Sound synthesisers usually have tone generators that don't interact with each other. In real polyphonic stringed instruments (acoustic guitar, piano, harpsichord...), the strings are stretched over a common soundboard, so the vibration of one string modulates the frequency, amplitude and perhaps the waveform of any others that are free to vibrate.

I'd like to be able to simulate this, but havn't yet found a ready-made (free) synthesiser that can do it. To begin with, the tones could be sinusoids (which can be distorted downstream by an effects unit), and for experimental purposes I'd need only 2- or 3-note polyphony. Apart from music-making, I want to learn how to tune instruments by ear, without wearing out tuning pegs or breaking strings.
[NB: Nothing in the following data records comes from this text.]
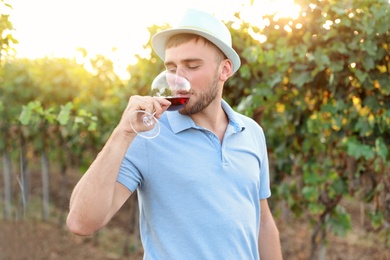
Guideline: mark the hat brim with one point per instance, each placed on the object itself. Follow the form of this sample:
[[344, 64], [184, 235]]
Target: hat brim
[[160, 39]]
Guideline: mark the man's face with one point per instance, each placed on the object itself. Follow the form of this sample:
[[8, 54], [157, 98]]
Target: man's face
[[196, 61]]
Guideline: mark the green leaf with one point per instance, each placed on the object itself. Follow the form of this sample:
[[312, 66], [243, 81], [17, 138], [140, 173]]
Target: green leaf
[[358, 150], [310, 193], [340, 222]]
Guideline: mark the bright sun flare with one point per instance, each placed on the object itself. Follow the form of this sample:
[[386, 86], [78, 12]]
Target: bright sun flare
[[58, 28]]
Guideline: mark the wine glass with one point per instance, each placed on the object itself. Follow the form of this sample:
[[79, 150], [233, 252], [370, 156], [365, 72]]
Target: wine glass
[[170, 86]]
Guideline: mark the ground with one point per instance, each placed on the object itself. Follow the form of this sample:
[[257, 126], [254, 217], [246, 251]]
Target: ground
[[33, 238]]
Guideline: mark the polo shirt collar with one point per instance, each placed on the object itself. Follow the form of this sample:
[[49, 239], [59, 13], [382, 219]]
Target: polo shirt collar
[[180, 122]]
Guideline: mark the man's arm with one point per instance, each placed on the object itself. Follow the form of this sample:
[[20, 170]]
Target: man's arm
[[98, 195], [269, 241]]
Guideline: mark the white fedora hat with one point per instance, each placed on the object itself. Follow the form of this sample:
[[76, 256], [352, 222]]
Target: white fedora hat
[[203, 24]]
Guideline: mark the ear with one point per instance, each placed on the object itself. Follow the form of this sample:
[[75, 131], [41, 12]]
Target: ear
[[226, 69]]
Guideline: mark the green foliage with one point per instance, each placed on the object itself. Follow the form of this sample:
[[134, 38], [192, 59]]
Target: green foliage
[[320, 89]]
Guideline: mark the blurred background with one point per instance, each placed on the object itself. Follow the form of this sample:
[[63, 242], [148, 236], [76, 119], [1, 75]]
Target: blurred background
[[315, 75]]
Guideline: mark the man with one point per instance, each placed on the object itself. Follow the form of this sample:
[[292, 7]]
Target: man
[[203, 183]]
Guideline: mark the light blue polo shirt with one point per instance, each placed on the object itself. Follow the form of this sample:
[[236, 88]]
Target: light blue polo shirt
[[198, 198]]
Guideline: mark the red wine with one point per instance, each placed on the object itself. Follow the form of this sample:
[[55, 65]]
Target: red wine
[[177, 102]]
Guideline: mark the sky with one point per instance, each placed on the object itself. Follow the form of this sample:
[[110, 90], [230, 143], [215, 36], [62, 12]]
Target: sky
[[56, 28]]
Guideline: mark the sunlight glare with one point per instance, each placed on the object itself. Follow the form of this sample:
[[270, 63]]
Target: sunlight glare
[[118, 29]]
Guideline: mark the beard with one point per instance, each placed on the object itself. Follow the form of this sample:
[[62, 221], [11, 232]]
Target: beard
[[204, 99]]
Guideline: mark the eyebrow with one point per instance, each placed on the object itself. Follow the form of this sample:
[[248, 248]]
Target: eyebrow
[[185, 61]]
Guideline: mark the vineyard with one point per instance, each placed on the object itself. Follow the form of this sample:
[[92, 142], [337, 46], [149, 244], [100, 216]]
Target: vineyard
[[319, 86]]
To do this, I set up a project using an Arduino with a MIDI keyboard and an old Roland JV synthesiser/expander (http://www.music.chrblee.net/tuningaid).
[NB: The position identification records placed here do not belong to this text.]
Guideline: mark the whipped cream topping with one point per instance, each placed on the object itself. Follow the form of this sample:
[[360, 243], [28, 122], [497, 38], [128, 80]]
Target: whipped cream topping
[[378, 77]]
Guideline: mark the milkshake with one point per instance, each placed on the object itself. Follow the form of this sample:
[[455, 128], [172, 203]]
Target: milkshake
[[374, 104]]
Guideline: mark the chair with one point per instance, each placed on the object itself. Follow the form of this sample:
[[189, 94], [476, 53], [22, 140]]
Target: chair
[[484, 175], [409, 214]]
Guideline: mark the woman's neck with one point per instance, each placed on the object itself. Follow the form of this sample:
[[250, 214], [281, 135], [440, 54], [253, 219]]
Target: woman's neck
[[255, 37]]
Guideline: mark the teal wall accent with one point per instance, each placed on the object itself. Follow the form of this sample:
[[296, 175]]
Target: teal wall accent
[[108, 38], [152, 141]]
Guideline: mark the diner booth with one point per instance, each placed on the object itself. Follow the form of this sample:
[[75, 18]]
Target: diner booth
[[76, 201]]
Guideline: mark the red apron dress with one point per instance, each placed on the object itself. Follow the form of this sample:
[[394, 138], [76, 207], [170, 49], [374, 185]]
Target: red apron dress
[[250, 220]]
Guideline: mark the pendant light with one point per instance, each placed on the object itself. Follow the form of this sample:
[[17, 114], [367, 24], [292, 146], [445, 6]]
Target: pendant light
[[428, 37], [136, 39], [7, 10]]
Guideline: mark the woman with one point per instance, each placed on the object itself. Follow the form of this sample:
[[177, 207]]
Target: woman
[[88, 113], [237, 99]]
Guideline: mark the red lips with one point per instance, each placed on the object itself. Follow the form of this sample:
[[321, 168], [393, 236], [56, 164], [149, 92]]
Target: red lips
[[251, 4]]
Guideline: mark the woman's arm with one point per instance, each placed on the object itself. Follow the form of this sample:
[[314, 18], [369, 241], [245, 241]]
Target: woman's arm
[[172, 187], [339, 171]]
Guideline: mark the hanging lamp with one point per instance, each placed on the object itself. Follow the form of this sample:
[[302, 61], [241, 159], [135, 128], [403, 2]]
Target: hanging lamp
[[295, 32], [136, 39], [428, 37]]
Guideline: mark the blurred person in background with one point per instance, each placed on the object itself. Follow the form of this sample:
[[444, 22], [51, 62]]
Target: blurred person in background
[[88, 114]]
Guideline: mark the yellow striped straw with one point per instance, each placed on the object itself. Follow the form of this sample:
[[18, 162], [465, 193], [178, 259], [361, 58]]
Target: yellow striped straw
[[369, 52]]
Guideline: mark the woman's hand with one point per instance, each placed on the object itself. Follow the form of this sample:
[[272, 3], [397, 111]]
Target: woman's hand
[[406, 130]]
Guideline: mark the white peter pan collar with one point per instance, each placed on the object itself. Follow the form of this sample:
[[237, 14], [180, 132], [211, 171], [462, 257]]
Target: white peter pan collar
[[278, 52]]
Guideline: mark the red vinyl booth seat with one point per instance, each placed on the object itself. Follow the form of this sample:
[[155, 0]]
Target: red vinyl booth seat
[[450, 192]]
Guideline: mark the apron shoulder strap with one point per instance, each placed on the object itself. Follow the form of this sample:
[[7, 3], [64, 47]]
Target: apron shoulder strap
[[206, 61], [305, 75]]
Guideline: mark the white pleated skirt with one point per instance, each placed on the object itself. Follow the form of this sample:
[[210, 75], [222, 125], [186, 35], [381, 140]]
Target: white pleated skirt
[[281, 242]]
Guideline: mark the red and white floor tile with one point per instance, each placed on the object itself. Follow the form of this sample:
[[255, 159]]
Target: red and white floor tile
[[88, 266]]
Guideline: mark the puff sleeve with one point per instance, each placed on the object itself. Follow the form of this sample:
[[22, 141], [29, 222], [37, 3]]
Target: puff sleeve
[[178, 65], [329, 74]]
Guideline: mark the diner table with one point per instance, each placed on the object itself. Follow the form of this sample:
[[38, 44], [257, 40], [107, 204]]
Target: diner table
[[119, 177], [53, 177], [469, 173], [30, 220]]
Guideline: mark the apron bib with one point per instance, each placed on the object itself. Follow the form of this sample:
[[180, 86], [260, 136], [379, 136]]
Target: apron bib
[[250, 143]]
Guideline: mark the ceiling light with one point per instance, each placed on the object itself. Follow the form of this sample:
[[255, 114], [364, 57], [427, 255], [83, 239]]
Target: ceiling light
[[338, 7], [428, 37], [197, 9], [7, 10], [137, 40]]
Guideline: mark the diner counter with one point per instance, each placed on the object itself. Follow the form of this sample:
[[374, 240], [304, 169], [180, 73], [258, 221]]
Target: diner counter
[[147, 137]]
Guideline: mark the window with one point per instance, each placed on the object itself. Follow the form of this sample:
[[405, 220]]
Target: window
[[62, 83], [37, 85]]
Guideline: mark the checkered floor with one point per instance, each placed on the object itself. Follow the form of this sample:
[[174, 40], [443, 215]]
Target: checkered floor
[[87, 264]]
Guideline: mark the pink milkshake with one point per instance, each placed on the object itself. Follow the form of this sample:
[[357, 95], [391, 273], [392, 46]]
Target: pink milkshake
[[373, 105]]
Normally, you make your tuning adjustments by listening to the beats between notes. This works fine when two notes are nearly in unison, but I can't hear the beats you're supposed to hear between the partials of simple intervals like the octave or a perfect fourth or fifth. It's difficult to find a complete but understandable scientific account of acoustic beats; most of the stuff on the web refers only to the amplitude though there should also be interactions in the frequency/phase domain.

The drawing may give some idea of what I want to do. I'm not sure whether it would be better to use analog circuitry (which has surely been done already), or take the DSP approach.